Lundi 25 octobre

“Les adolescents ont de plus en plus de mal à se concentrer.”

“Les adolescents sont exposés à la violence de plus en plus jeunes.”

“Les adolescents regardent Squid Game.”

“Les adolescents ont une vision de la sexualité malsaine.”

“Les adolescents…”

Je ne suis pas différent des autres. Le monde actuel m’inquiète, me fait peur. Et ce que j’entends sur “les adolescents” plus encore que le reste, étant donné que c’est avec eux que je passe l’essentiel de mon temps professionnel.
Il y a quelques années, j’assistais à une formation sur les arts scéniques avec une sommité de ce petit milieu. Celui-ci, parlant de ses élèves, expliquait comment il leur demandait de laisser leur “peau d’ado” au vestiaire, avant de monter sur scène. Il s’agissait, bien entendu, d’une banalité, que nombre d’enseignants ont déjà formulé d’une façon ou d’une autre. Mais elle m’avait frappé, cette banalité. Parce que c’est un peu mon cheval de bataille, dans ce boulot, plus que d’autre collègues : créer un espace suffisamment intéressant, surprenant, solennel ou inattendu pour que les classes que j’ai en charge, quel que soit leur profil, laissent leur “peau d’ado” à l’extérieur.
Quand je m’en suis rendu compte, je me suis sottement rengorgé, me voyant déjà comme l’avenir de la pédagogie, un champion des apprentissages au service de mes élèves, hashtag altruisme.

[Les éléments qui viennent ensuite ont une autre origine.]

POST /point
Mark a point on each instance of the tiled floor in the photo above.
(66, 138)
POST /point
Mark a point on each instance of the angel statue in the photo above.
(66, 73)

En fait non. Soyons sincères : la raison pour laquelle j’essaye de créer ces espaces, c’est avant tout pour moi. Les tenues que je porte, la mise en scène, la façon d’annoncer les activités : chaque début de cours est un combat frénétique pour emporter l’adhésion de la majorité d’entre eux. Qu’ils soient attentifs – ou feignent de l’être – ne suffit pas. Je ressens ce besoin impérieux que, pendant une heure, ils acceptent de ne plus être les ados qu’on nous décrit à longueur d’analyses sociologiques.

Parce que je pense que sinon, ce métier me serait insupportable. C’est sans doute une prière muette que je leur adresse : “Montrez-moi que vous n’êtes pas obsédés que par le dernier drame sur snapchat, montrez-moi que vous êtes capable de focaliser votre attention plus de neuf secondes, montrez-moi…”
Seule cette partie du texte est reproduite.